J&J said that it would delay rollout of the vaccine to Europe, a week after regulators there said they were reviewing rare blood clots in four recipients of the shot in the United States.
Acting US Food and Drug Administration (FDA) Commissioner Janet Woodcock said the agency expected the pause to be a matter of days, and was aimed at providing information to healthcare providers on how to diagnose and treat the clots.
The moves come after European regulators said earlier this month they had found a possible link between AstraZeneca’s Covid-19 vaccine and a similar rare blood clotting problem that led to a small number of deaths.
J&J’s single-dose shot and AstraZeneca’s low-cost vaccine are seen as vital weapons in the fight against a pandemic that has claimed more than 3mn lives.
However, in the United States, vaccines from Moderna Inc and Pfizer Inc/BioNTech SE have accounted the vast majority of vaccinations so far.
Immunology experts echoed US officials in underscoring that the risk posed by the J&J vaccine appeared extremely low, and it remained a valuable tool against the risks of Covid-19.
“Even if causally linked to the vaccine: six cases with about 7mn doses ... is not something to panic about,” Dr Amesh Adalja, an infectious disease expert at the Johns Hopkins Centre for Health Security in Baltimore, said in an e-mail, noting that the risk appears lower than the risk of clots from oral contraceptives.
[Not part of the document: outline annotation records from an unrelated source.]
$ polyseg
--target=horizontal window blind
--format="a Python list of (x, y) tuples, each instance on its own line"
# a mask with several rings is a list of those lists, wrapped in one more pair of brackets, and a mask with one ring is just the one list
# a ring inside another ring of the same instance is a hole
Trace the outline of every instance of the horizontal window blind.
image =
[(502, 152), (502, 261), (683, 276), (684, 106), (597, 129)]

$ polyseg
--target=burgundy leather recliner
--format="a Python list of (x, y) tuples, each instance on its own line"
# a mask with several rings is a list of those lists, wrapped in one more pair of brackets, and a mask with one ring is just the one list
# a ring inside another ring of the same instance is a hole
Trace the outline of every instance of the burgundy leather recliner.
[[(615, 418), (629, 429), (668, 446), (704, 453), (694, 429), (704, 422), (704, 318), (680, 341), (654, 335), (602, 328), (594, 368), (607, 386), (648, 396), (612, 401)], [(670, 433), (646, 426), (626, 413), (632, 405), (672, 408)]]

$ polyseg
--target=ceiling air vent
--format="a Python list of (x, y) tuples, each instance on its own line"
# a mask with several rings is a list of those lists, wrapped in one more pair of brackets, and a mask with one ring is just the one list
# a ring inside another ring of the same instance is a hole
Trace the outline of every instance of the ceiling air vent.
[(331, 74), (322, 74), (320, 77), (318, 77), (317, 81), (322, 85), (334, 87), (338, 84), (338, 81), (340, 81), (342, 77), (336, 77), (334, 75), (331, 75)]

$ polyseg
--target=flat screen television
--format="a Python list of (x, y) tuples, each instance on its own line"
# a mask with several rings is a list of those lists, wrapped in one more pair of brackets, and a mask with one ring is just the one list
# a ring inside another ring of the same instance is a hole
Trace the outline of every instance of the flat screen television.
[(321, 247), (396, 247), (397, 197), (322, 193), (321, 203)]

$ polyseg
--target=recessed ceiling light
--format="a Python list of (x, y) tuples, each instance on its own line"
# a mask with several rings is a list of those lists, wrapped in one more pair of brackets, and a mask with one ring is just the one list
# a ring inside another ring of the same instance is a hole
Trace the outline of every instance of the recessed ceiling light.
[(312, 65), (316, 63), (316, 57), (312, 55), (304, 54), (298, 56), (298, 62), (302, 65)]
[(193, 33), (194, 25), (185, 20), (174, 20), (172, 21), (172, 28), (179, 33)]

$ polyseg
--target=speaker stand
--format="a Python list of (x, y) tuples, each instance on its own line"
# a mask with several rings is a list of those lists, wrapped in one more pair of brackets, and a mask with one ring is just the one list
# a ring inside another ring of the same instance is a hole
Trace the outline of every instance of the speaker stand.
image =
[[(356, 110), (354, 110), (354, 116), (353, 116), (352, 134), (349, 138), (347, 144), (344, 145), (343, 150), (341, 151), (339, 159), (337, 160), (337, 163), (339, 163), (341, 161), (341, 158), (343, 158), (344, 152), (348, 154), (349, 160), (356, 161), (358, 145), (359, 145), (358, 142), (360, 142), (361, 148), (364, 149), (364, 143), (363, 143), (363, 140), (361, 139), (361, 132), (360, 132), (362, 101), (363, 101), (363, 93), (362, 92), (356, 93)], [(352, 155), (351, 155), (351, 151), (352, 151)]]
“People are asking me if they should cancel their J&J vaccine appointments and I have told them not to but I know many will and this will stall progress in controlling the pandemic,” he added.
The FDA said there had been one reported death from the rare blood clotting condition among recipients of the J&J vaccine, while another person was in a critical condition.
FDA official Peter Marks said it was “plainly obvious” the J&J cases were “very similar” to the AstraZeneca ones.
However, officials said there had been no similar blood clot cases reported among recipients of the Moderna or Pfizer/BioNTech vaccines, which use a different technology.
The White House said the J&J vaccine pause would not have a “significant” impact on its plan to administer about three million shots per day and a total of 200mn before President Joe Biden’s 100th day in office.
Marks said part of the reason for the pause was to warn doctors that administering the standard treatments for clots can cause tremendous harm, or be fatal.
An advisory committee to the US Centres for Disease Control and Prevention (CDC) will meet today to review the cases, and the FDA will review the analysis, the agencies said in a statement.
All six cases involved women between the ages of 18 and 48, with symptoms occurring six to 13 days after vaccination.
The FDA said symptoms can arise three weeks after the shot and include severe headache, abdominal pain, leg pain or shortness of breath.
In the cases, a type of blood clot called cerebral venous sinus thrombosis (CVST) was seen in combination with low levels of blood platelets, or thrombocytopenia.